Hacker News new | ask | show | jobs
by dzaima 696 days ago
It would be neat to have non-assembly options for things like this. A "load with unspecified elements for any values past the end of the allocation, UB only if the hardware doesn't like it" thing shouldn't be hard to support, even if just as an alias for the respective assembly invocations.

Additional neatness would be being able to request a guarantee that all allocations - malloc, stack, constants - have at least, say, 64 bytes of non-faulting addresses after them, though that is significantly more complex, requiring cooperation between a bunch of parts.

Annoying thing is that this is trivial with a custom allocator (as long as the compiler isn't told to consider the custom sub-allocations as separate), but then you're stuck not being able to use your SIMD stuff on anything outside your custom heap due to the very tiny chance of segfaulting.

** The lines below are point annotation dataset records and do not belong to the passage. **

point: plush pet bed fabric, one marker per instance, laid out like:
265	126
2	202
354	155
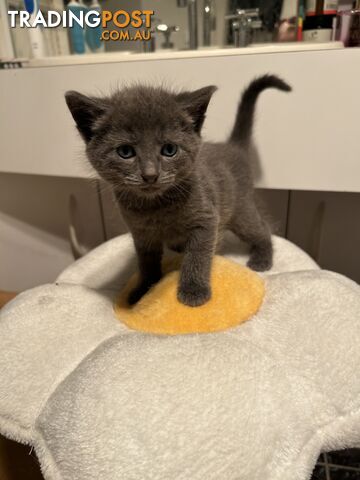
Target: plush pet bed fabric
259	401
237	294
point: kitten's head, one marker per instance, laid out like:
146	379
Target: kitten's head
142	138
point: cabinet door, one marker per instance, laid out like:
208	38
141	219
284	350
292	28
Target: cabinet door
38	215
327	226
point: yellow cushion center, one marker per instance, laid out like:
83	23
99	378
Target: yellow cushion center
237	294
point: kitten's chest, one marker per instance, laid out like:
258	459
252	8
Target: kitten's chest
160	226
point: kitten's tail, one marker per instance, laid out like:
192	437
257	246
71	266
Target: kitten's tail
243	126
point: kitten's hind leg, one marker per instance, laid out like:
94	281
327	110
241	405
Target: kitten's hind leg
248	225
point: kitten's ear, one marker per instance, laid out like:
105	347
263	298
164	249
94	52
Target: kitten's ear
85	112
196	103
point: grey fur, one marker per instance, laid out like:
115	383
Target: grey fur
184	202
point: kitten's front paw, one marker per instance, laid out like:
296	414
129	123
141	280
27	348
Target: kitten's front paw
194	295
259	263
137	293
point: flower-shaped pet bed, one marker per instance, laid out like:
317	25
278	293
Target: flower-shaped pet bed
260	400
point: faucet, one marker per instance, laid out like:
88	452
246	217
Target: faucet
209	21
192	21
244	22
167	30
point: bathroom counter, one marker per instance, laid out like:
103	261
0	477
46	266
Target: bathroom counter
307	140
130	56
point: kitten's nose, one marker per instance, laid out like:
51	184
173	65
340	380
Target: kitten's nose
150	177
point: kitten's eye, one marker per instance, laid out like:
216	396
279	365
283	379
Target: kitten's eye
126	151
168	150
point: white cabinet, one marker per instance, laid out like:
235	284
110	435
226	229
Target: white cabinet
35	221
327	226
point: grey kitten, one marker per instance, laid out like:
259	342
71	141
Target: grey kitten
172	188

Sanitizers/valgrind don't necessarily become pointless with this even - the past-the-end values are still undefined, can be tracked as such, and error on use.

4 comments

The sanctioned way to this would be masked aligned load intrinsics, alignment avoids page faults, masking avoids reading undef bits, being an intrinsic conveys the intent to the compiler so it'll know that this is not an OOB read.

The other option that I've seen discussed is adding a freezing load to LLVM that turns the undef bits into some unspecified but valid bit patterns.

> A "load with unspecified elements for any values past the end of the allocation, UB only if the hardware doesn't like it" thing shouldn't be hard to support

Not an expert, but to me this sounds like you want an alternative where behaviour for a read beyond the end of an allocation is merely implementation-defined, not undefined. That means the implementation (e.g. LLVM) has to document what they do — which may be platform-dependent — and the choice of whether it becomes undefined is up to the implementation.

The natural thing to do here for the implementation is of course to say "I'm just going to emit the load instruction, it may crash your program, better be prepared".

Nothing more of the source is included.